Dr Jerecki also explained the reason behind the disappearance of the flamingos in the territory in the 1940s. She pointed to historical data which proves that flamingos once lived and bred on Tortola.

“Flamingos are native to the British Virgin Islands and throughout the Caribbean and the last recorded flamingos in the British Virgin Islands that were from the natural population disappeared in the 1940s. They were being hunted for sport and their eggs were collected and it left disturbance,” she said.

‘Flamingo Pond’


“There are some evidence that they nested on Tortola just from historical pond names like there’s a big pond at Cox Heath that was used as dump and filled in so you don’t even know there was a pond there anymore. But it was called Flamengo Pond and typically ponds are only called flamingo ponds if flamingoes bred there,” she further said.

Resurgence in the 1990’s


After a nearly 50-year absence of the flamingos in the territory, she said a collaborative effort was made to revive their population in the 1990s.

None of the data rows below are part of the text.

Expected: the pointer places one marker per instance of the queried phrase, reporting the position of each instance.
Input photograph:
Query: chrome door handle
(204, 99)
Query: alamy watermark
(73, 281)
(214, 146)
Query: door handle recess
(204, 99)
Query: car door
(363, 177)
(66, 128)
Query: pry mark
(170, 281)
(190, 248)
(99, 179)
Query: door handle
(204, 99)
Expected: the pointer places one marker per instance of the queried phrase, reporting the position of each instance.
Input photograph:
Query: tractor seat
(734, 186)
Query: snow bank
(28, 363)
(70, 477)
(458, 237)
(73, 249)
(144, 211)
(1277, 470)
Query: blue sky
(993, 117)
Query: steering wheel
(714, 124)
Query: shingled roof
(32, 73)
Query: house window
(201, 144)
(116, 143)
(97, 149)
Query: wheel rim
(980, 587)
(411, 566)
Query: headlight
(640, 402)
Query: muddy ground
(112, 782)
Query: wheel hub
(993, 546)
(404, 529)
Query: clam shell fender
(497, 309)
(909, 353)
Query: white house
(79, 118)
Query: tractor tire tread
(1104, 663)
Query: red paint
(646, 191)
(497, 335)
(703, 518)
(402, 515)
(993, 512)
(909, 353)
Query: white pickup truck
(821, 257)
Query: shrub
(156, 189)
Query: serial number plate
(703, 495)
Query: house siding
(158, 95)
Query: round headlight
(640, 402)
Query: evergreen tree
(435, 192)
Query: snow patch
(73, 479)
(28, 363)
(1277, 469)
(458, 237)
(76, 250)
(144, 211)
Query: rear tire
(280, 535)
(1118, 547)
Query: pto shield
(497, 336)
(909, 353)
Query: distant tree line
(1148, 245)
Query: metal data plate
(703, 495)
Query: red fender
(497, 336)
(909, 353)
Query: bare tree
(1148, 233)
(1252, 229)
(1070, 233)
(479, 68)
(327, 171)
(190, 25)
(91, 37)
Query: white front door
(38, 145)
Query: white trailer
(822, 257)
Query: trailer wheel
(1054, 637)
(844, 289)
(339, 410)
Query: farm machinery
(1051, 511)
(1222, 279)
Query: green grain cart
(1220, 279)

She said Guana Island WildLife Sanctuary partnered with the Bermuda Aquarium and Zoo and the National Parks Trust and imported eight flamingoes to do what she described as ‘a test run’ in the 1990.

“They did all right. Then in 1991, that’s when they brought 20 flamingos in … and those 20 were released into the wild on Anegada.”

Flamingos are protected by the Commission for International Trade of Endangered Species (CITES) so Dr Jerecki said the birds brought into the territory in the nineties needed to have been born in a zoo to be legally allowed to enter the territory’s borders.

Additionally, she said that once transported from the Bermuda Aquarium and Zoo, they could not have landed in another country before arriving in the BVI, or they would have been protected under CITES and therefore forbidden entry into the territory.

The birds had, therefore, been flown into the BVI via a private jet.